In [2]:
%cd /Users/masha/Documents/visual-reasoning

import torch
import torch.nn as nn
import torch.optim as optim
import torch.nn.functional as F
from torch.utils.data import DataLoader, Dataset
from torchvision import transforms
import numpy as np
import matplotlib.pyplot as plt
import timm
import kornia.geometry.transform as K
import cv2
import random

if torch.cuda.is_available():
    DEVICE = torch.device("cuda")
elif torch.backends.mps.is_available():
    DEVICE = torch.device("mps")
else:
    DEVICE = torch.device("cpu")

BATCH_SIZE = 32
IMG_SIZE = 224
BLOCK_SIZE = 25
EPOCHS = 20

CHIRAL_SHAPES = {
    'L': [(0, -1), (0, 0), (0, 1), (1, 1)],
    'J': [(0, -1), (0, 0), (0, 1), (-1, 1)],
    'S': [(0, 0), (1, 0), (0, 1), (-1, 1)],
    'Z': [(0, 0), (-1, 0), (0, 1), (1, 1)],
    'F': [(0, 0), (0, -1), (1, -1), (-1, 0), (0, 1)],
    'P': [(0, 0), (0, -1), (1, -1), (1, 0), (0, 1)],
}

def draw_base_shape(shape_name):
    img = np.zeros((IMG_SIZE, IMG_SIZE), dtype=np.uint8)
    center = IMG_SIZE // 2
    for dx, dy in CHIRAL_SHAPES[shape_name]:
        x = center + (dx * BLOCK_SIZE) - (BLOCK_SIZE // 2)
        y = center + (dy * BLOCK_SIZE) - (BLOCK_SIZE // 2)
        cv2.rectangle(img, (x, y), (x + BLOCK_SIZE, y + BLOCK_SIZE), 255, -1)
    return img

class TetrisBaseDataset(Dataset):
    def __init__(self, n_samples=2000):
        self.data = []
        keys = list(CHIRAL_SHAPES.keys())
        for _ in range(n_samples):
            name = random.choice(keys)
            img = draw_base_shape(name)
            t = torch.tensor(img).float() / 255.0
            t = t.unsqueeze(0).repeat(3, 1, 1)
            t = transforms.Normalize(mean=[0.485], std=[0.229])(t)
            self.data.append(t)
            
    def __len__(self): return len(self.data)
    def __getitem__(self, idx): return self.data[idx]

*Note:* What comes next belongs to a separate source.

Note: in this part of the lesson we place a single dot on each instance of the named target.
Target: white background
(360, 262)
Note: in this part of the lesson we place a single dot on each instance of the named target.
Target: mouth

train_loader = DataLoader(TetrisBaseDataset(1000), batch_size=BATCH_SIZE, shuffle=True)
test_loader = DataLoader(TetrisBaseDataset(100), batch_size=BATCH_SIZE)

/Users/masha/Documents/visual-reasoning


In [3]:
class DoubleConv(nn.Module):
    def __init__(self, in_ch, out_ch):
        super().__init__()
        self.net = nn.Sequential(
            nn.Conv2d(in_ch, out_ch, 3, padding=1, bias=False),
            nn.BatchNorm2d(out_ch), nn.ReLU(inplace=True),
            nn.Conv2d(out_ch, out_ch, 3, padding=1, bias=False),
            nn.BatchNorm2d(out_ch), nn.ReLU(inplace=True)
        )
    def forward(self, x): return self.net(x)

class Down(nn.Module):
    def __init__(self, in_ch, out_ch):
        super().__init__()
        self.net = nn.Sequential(nn.MaxPool2d(2), DoubleConv(in_ch, out_ch))
    def forward(self, x): return self.net(x)

class Up(nn.Module):
    def __init__(self, in_ch, out_ch):
        super().__init__()
        self.up = nn.Upsample(scale_factor=2, mode='bilinear', align_corners=True)
        self.conv = DoubleConv(in_ch, out_ch)
    def forward(self, x1, x2):
        x1 = self.up(x1)
        diffY = x2.size()[2] - x1.size()[2]
        diffX = x2.size()[3] - x1.size()[3]
        x1 = F.pad(x1, [diffX // 2, diffX - diffX // 2, diffY // 2, diffY - diffY // 2])
        x = torch.cat([x2, x1], dim=1)
        return self.conv(x)

class RotationFlowModel(nn.Module):
    def __init__(self, backbone, backbone_dim=384, flow_dim=64):
        super().__init__()
        self.backbone = backbone
        for param in self.backbone.parameters(): param.requires_grad = False
            
        # Time Embedding
        self.time_mlp = nn.Sequential(
            nn.Linear(1, flow_dim*4), nn.GELU(), nn.Linear(flow_dim*4, flow_dim*4)
        )
        
        # Angle Embedding (New Control Input)
        self.angle_mlp = nn.Sequential(
            nn.Linear(1, flow_dim*4), nn.GELU(), nn.Linear(flow_dim*4, flow_dim*4)
        )
        
        # DINO Projection
        self.cond_proj = nn.Linear(backbone_dim, flow_dim*4)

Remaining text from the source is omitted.